Extract Key-Value Pairs from Documents Using Power Automate
Muhimbi’s Document Converter for Power Automate recently added a new action - KVP extraction - which effectively extracts key-value pairs (KVPs) from unstructured documents or images. Leveraging AI, ML, and adaptive layout understanding, you can automatically label and extract information such as phone numbers, IBANs, credit cards, names, and email addresses.
The engine can handle scenarios like text recognition in noisy documents, recognition of dotted lines, handling touching and broken characters, text on colored backgrounds, underlined text, skewed text, and text in graphics and tables. Follow this guide to learn how to extract data from PDFs by using intelligent document processing.
Steps to extract key-value pair data from PDF documents using Power Automate:
1.Add “For a selected file” action.
From the list of triggers choose to manually trigger a flow, then add the SharePoint action “For a selected file” to the Power Automate Canvas and configure it following the details below:
-
Site Address: Specify the path to the SharePoint Online site collection that holds the file.
-
Library Name: Specify the library name where the file is located.
2.Add “Get file properties” action.
From the list of actions find SharePoint’s “Get file properties” action and configure it following the details below:
-
Site Address: Specify the path to the SharePoint Online site collection that holds the file.
-
Library Name: Specify the library name where the file is located.
-
Id: Add “ID” from the dynamic list.
3.Add “Get file content” action.
The third action to add is “Get file content” where you specify the site address and file identifier following the details below:
-
Site Address: Specify the path to the SharePoint Online site collection that holds the file.
-
File Identifier: Add “Identifier” from the dynamic list.
4.Initialize variable (Invoice Number).
In the actions search bar, type “Initialize variable” and click to add the action to the flow.
-
Name: Type “Invoice number” in this field or whatever you need to extract.
-
Type: Choose “String” from the drop-down list.
-
Value: You can leave this field empty.
5.Initialize variable (Invoice Date). In the actions search bar, type “Initialize variable” and click to add the action to the flow.
-
Name: Type “Invoice date” in this field or whatever you need to extract.
-
Type: Choose “String” from the drop-down list.
-
Value: Enter string value
6.Add the Muhimbi action “Extract Key Value Pairs”.
Add the Muhimbi “Extract Key Value Pairs” action to the Power Automate and configure it following the details below.
-
Source File name: Choose “File name with extension”
-
Source file content: Choose the “Get file content” action.
-
OCR language: eng (We support many other languages)
-
DPI: In this example, we specified a value 300
-
KVP Output format supports three file types “json”, “csv”, “xml”
-
Page range: This is not a mandatory field but you can specify the page range of the document where you want to extract data.
-
Other fields are set up as default
-
The confidence threshold should be set up to 50.
7.Compose Just Log.
For this action, use the function Convert to Base64string.
8.Parse JSON.
Content field: Choose “Outputs” from the dynamic list.

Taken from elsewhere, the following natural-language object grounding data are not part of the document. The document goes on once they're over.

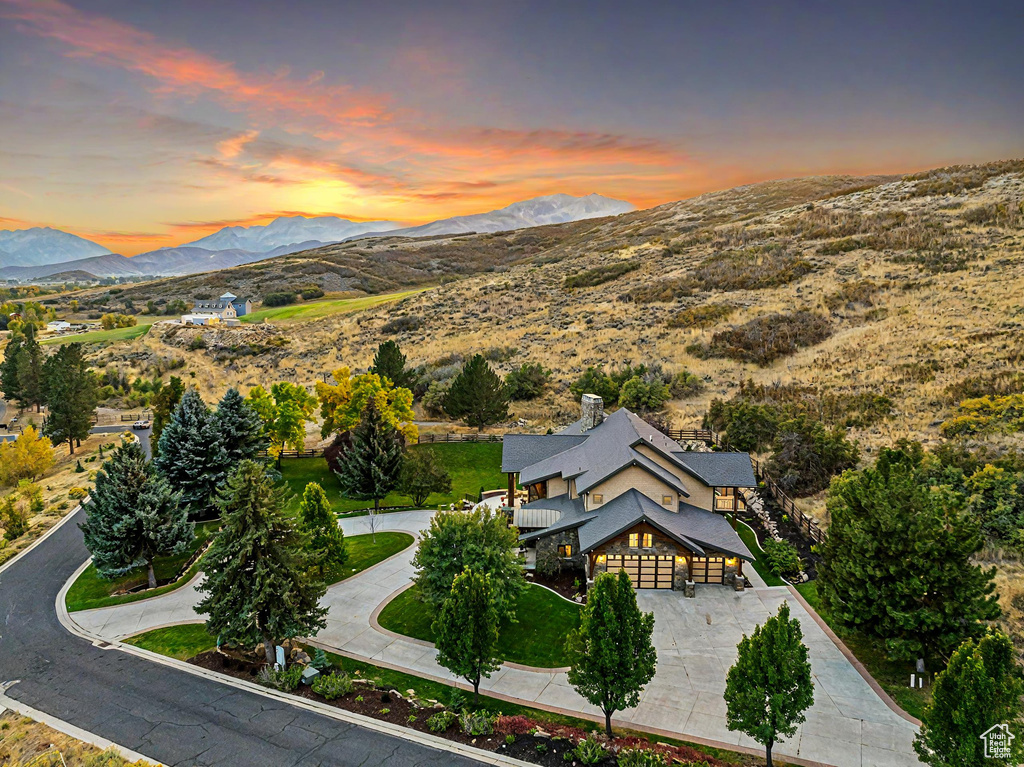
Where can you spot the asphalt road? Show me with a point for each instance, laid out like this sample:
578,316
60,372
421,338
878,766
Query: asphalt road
164,713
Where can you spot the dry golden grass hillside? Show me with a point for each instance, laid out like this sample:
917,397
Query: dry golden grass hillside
918,280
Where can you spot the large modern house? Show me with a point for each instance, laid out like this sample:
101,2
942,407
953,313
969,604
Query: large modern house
225,309
615,493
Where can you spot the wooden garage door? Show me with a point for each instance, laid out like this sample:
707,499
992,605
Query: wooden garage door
648,571
708,570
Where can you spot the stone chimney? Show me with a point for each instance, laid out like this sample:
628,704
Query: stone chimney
592,408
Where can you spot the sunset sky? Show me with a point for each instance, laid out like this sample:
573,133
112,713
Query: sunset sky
140,124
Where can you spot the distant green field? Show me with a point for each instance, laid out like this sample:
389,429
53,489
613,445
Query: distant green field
301,312
104,336
472,466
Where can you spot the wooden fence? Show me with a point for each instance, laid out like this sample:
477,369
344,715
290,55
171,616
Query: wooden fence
804,523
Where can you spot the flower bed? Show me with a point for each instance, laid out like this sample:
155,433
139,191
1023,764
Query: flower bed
518,736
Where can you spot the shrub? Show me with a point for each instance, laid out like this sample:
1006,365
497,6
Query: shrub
591,751
286,681
767,338
513,725
332,685
528,382
783,559
440,721
599,274
475,724
642,758
279,299
704,315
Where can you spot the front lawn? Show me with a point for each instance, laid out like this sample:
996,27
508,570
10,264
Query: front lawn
544,620
760,563
90,590
893,676
364,552
472,465
181,642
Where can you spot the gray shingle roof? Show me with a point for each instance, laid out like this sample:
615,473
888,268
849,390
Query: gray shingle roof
720,469
694,528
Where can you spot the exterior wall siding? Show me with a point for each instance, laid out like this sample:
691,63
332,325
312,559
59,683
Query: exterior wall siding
636,478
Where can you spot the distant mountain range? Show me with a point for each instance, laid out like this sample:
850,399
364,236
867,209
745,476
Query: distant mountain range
38,253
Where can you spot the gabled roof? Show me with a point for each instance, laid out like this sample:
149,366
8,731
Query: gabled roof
720,469
694,528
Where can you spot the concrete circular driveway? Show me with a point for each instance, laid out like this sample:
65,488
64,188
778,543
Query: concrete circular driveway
848,725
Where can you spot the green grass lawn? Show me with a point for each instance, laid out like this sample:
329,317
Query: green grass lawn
104,336
537,639
472,465
303,311
181,642
186,641
89,590
751,541
364,552
893,676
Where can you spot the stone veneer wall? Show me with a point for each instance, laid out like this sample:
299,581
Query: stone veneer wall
548,560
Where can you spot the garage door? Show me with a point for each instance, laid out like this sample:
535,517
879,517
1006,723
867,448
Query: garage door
708,570
648,571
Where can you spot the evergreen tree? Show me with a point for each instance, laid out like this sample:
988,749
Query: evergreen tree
769,687
477,395
389,363
192,455
240,427
612,653
165,400
8,371
477,540
897,561
71,396
422,474
257,587
371,467
133,516
980,688
327,541
29,364
466,630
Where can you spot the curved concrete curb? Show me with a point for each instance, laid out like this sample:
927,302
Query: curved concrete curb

Schema: The code will be generated.
9.Apply to each.
Put the “Body” content from the dynamic list in the first field. Use the Switch statement to set the values for the invoice number and invoice date.
10.Create item.
Site Address: Site Address: Specify the path to the SharePoint Online site collection that holds the file.
List Name: Enter the name of your list. In this example, we put the name “Invoice Details”.
Title: Choose Choose the “Invoice Number” from the dynamic list of functions.
Invoice Date: Choose the “Invoice Date” from the dynamic list of functions.
That is it. Publish your Flow and run your flow manually, you can find the output file in the location mentioned in the “Create item” step. If the output file contains any key value, it will be based on the input file used.